The first question is what to do with the clause: "using a random or sequential number generator." Does it modify both verbs ("to store" and "[to] produce") or just one of them ("[to] produce" but not "to store")?

As Hilton and the Agency see it, the clause modifies both verbs. Thus: to be an auto-dialer, the equipment must (1) store telephone numbers using a random or sequential number generator and dial them or (2) produce such numbers using a random or sequential number generator and dial them. Because the equipment used in the debt-collection calls targeted a list of debtors (like Evans) and the equipment used in the solicitation calls targeted individuals likely to be interested in buying vacation properties (like Glasser), they say that the statute does not apply to their calls.

As Evans and Glasser see it, the clause just modifies "[to] produce." Thus: to be an auto-dialer, the equipment must (1) store telephone numbers and dial them or (2) produce such numbers using a random or sequential number generator and dial them. Under this reading, the statute extends to phone calls that target a pre-existing list of prospects or debtors, even though they were not randomly or sequentially identified.
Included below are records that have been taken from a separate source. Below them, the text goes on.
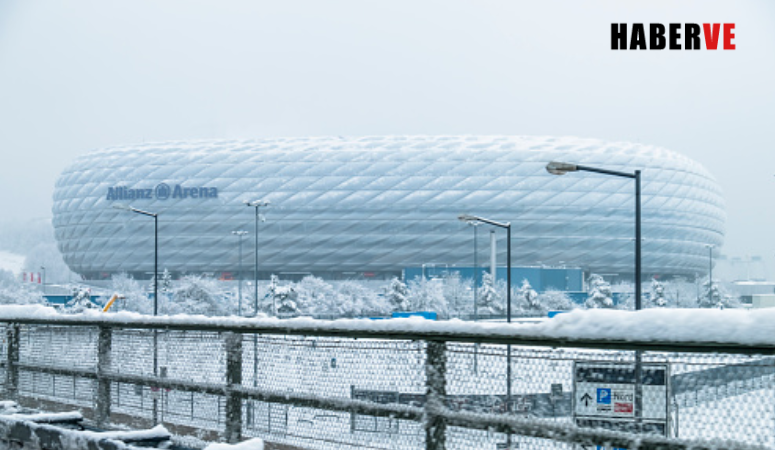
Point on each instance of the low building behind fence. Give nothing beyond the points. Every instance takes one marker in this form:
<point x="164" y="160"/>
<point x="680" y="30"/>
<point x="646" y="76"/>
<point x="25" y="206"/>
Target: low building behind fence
<point x="350" y="384"/>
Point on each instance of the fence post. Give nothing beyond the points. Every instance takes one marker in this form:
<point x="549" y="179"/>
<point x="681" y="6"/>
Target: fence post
<point x="435" y="395"/>
<point x="11" y="363"/>
<point x="104" y="346"/>
<point x="233" y="426"/>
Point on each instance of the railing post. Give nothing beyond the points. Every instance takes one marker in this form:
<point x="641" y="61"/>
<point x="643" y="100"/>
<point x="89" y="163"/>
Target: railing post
<point x="11" y="363"/>
<point x="435" y="395"/>
<point x="233" y="426"/>
<point x="104" y="346"/>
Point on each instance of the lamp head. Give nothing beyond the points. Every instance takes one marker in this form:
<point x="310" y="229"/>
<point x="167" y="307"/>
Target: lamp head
<point x="255" y="203"/>
<point x="468" y="218"/>
<point x="558" y="168"/>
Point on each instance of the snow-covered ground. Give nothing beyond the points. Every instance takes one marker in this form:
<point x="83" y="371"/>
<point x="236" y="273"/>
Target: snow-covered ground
<point x="734" y="405"/>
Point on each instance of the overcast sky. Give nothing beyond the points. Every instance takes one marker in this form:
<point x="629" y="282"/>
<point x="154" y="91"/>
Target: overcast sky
<point x="79" y="75"/>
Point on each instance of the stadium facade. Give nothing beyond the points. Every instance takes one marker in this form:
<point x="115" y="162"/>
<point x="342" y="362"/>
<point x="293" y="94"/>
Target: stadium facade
<point x="371" y="206"/>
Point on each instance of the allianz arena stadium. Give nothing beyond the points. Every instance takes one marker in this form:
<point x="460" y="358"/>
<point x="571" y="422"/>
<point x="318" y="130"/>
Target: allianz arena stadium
<point x="372" y="206"/>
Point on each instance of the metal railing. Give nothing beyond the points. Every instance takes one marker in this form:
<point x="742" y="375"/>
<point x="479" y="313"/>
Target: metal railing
<point x="379" y="384"/>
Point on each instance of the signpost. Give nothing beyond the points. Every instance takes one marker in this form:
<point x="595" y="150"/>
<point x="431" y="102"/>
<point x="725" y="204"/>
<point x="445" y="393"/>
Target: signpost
<point x="604" y="397"/>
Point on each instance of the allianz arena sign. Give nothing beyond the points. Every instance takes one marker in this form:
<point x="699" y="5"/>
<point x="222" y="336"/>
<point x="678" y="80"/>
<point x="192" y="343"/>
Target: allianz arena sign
<point x="162" y="191"/>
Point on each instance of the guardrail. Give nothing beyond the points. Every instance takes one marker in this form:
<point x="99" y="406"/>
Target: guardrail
<point x="295" y="381"/>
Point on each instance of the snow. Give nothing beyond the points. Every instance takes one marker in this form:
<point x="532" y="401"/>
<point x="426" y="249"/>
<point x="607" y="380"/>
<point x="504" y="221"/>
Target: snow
<point x="729" y="326"/>
<point x="252" y="444"/>
<point x="48" y="417"/>
<point x="156" y="433"/>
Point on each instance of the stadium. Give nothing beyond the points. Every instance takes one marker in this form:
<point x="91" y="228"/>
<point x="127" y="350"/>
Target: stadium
<point x="372" y="206"/>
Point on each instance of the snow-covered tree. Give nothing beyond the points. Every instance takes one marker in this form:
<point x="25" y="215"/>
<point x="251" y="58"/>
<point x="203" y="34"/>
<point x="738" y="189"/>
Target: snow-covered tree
<point x="196" y="294"/>
<point x="599" y="293"/>
<point x="396" y="295"/>
<point x="283" y="298"/>
<point x="658" y="294"/>
<point x="712" y="296"/>
<point x="491" y="301"/>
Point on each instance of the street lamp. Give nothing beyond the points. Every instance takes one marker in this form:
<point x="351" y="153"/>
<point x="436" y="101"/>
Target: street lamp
<point x="710" y="274"/>
<point x="560" y="168"/>
<point x="256" y="204"/>
<point x="155" y="251"/>
<point x="475" y="225"/>
<point x="155" y="216"/>
<point x="239" y="234"/>
<point x="43" y="268"/>
<point x="507" y="225"/>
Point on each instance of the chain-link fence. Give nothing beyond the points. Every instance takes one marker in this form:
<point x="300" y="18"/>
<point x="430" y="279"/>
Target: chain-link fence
<point x="334" y="387"/>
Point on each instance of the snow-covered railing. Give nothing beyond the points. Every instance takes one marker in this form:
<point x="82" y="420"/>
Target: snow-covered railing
<point x="728" y="332"/>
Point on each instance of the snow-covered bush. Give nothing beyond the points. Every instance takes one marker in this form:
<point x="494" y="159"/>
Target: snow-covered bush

Clarity, we lament, does not leap off this page of the U.S. Code. Each interpretation runs into hurdles. In the absence of an ideal option, we pick the better option—in this instance that the clause modifies both verbs.

Start with conventional rules of grammar and punctuation. When two conjoined verbs ("to store or produce") share a direct object ("telephone numbers to be called"), a modifier following that object ("using a random or sequential number generator") customarily modifies both verbs. Consider these examples to see the point. In the sentence, "Appellate courts reverse or affirm district court decisions using the precedents at hand," no one would think that the appellate judges rely on precedents only when affirming trial judges. Or if a law gives tax preferences for "[a] corporation or partnership registered in Delaware," then "a corporation as well as a partnership must be registered in Delaware" in order to be eligible for the preference. Antonin Scalia & Bryan A. Garner, Reading Law: The Interpretation of Legal Texts , 148 (2012). The same principle applies here. See also Am. Nat’l Fire Ins. Co. v. Rose Acre Farms, Inc. , 107 F.3d 451, 456–57 (7th Cir. 1997).

On top of that, the sentence contains a comma separating the phrase "to store or produce telephone numbers to be called" from the phrase "using a random or sequential number generator." That, too, indicates that the clause modifies both "store" and "produce" and does not modify just the second verb. See Scalia & Garner, Reading Law at 150. See also Osorio v. State Farm Bank, F.S.B. , 746 F.3d 1242, 1257 (11th Cir. 2014) ; Yang v. Majestic Blue Fisheries, LLC , 876 F.3d 996, 999–1000 (9th Cir. 2017) (collecting cases).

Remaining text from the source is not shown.